O’Toole, a former cabinet member in the Conservative government that appointed Vance, did not answer questions on whether he had ever heard of any allegations or concerns about Vance prior to the report.
He said the need for an independent probe is about a problem that is “more than one person.”
While McDonald promised an independent investigation into the Vance allegations, the details have not yet been announced.
Sources have told Global News it is shaping up to be “unprecedented” in scope, with growing concerns that only a large human resources firm or an official like a former Supreme Court justice could do the job.
Conservative defence critic James Bezan told Global News on Thursday that he would support a public inquiry into the military’s handling of sexual misconduct in its ranks, which were identified by former Supreme Court justice Marie Deschamps as “endemic” in her landmark 2015 report.
“If that’s the route that the government decides that we need to go, if that’s the route that we have to go to ensure that the military members are not at all feel(ing) somewhat constrained because the chain of command, then that’s what we have to take as a next step,” he said.
O’Toole would not say whether he wants to see something akin to a public inquiry.
He said the fact two of the military’s top leaders are under investigation drives home the need for a probe into whether there is a “cultural problem.”
“We have to act swiftly to save an important institution and its reputation,” he said.
Prime Minister Justin Trudeau has faced scrutiny over recent weeks over assertions that senior officials and he were unaware of the allegations against Vance until they were reported by Global News.
Defence Minister Harjit Sajjan’s office knew in 2018 of concerns about Vance that were brought at the time by then-military ombudsman Gary Walbourne, sources have told Global News.
But while sources say the office flagged those concerns to the Privy Council Office, that office did not take any further action and Sajjan appears not to have used his authority to launch a board of inquiry.
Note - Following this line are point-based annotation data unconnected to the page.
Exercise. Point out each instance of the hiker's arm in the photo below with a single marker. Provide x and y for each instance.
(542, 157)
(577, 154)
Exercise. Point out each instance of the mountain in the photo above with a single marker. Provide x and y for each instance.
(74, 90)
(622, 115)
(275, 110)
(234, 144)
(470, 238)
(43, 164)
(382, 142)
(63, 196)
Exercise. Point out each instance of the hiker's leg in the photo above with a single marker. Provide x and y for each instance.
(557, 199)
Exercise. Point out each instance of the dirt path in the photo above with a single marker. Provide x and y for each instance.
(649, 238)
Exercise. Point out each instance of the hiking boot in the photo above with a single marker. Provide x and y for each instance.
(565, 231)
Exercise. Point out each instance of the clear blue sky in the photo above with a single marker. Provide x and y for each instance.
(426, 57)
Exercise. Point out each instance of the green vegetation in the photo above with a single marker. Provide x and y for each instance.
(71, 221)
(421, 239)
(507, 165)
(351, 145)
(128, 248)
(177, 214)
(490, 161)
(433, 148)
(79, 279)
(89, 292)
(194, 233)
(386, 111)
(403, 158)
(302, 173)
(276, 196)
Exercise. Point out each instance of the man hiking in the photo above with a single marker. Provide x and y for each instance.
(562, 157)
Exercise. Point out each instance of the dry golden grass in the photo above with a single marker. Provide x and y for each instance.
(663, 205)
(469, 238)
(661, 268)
Trudeau said on Friday that the fact McDonald stepped aside shows allegations against top leaders are taken seriously, but that there remains more work to do.
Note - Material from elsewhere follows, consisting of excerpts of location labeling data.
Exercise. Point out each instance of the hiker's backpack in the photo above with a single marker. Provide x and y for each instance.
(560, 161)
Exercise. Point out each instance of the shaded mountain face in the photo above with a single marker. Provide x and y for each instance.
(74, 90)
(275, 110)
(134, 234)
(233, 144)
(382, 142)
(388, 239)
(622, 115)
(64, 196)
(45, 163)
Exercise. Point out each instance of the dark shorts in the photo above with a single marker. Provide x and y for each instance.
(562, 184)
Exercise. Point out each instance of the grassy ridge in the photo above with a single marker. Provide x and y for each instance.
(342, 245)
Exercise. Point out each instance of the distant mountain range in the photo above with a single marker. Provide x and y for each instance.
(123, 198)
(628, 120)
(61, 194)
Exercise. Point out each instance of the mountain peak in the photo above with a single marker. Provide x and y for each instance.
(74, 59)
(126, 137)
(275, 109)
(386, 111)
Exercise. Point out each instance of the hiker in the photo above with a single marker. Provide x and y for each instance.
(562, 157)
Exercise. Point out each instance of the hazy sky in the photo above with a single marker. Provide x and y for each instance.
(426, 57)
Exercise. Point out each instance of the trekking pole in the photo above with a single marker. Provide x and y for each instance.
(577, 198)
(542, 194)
“We have made great strides as a country over the past years, over the past decade. But there is an awful lot more to do.”
Experts say the Canadian military is facing an institutional “crisis” that has been a long time coming.
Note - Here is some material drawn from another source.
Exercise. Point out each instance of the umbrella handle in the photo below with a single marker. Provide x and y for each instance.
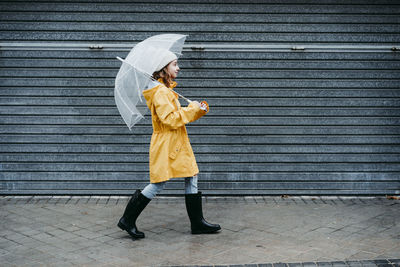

The report by Deschamps in 2015 offered a scathing portrait of an institution “hostile” to women and LGBTQ members, and where sexual misconduct was “endemic” throughout all levels of the military.
“I believe that it is a crisis that’s being seen by the rest of us,” said Linna Tam-Seto, a postdoctoral fellow at the Centre for International and Defence Policy at Queen’s University.
“I believe based on the Deschamps report, which came out in 2015, it was well known that this type of misconduct was happening within the ranks, running from bottom to top. What we’re seeing now is that this type of behaviour is being shown through the top.”
Vance launched Operation Honour, the military’s effort to root out misconduct, in response to that report in 2015.
But advocates for survivors say the military still lacks meaningful support for those who come forward or try to report claims, particularly involving those in the chain of command.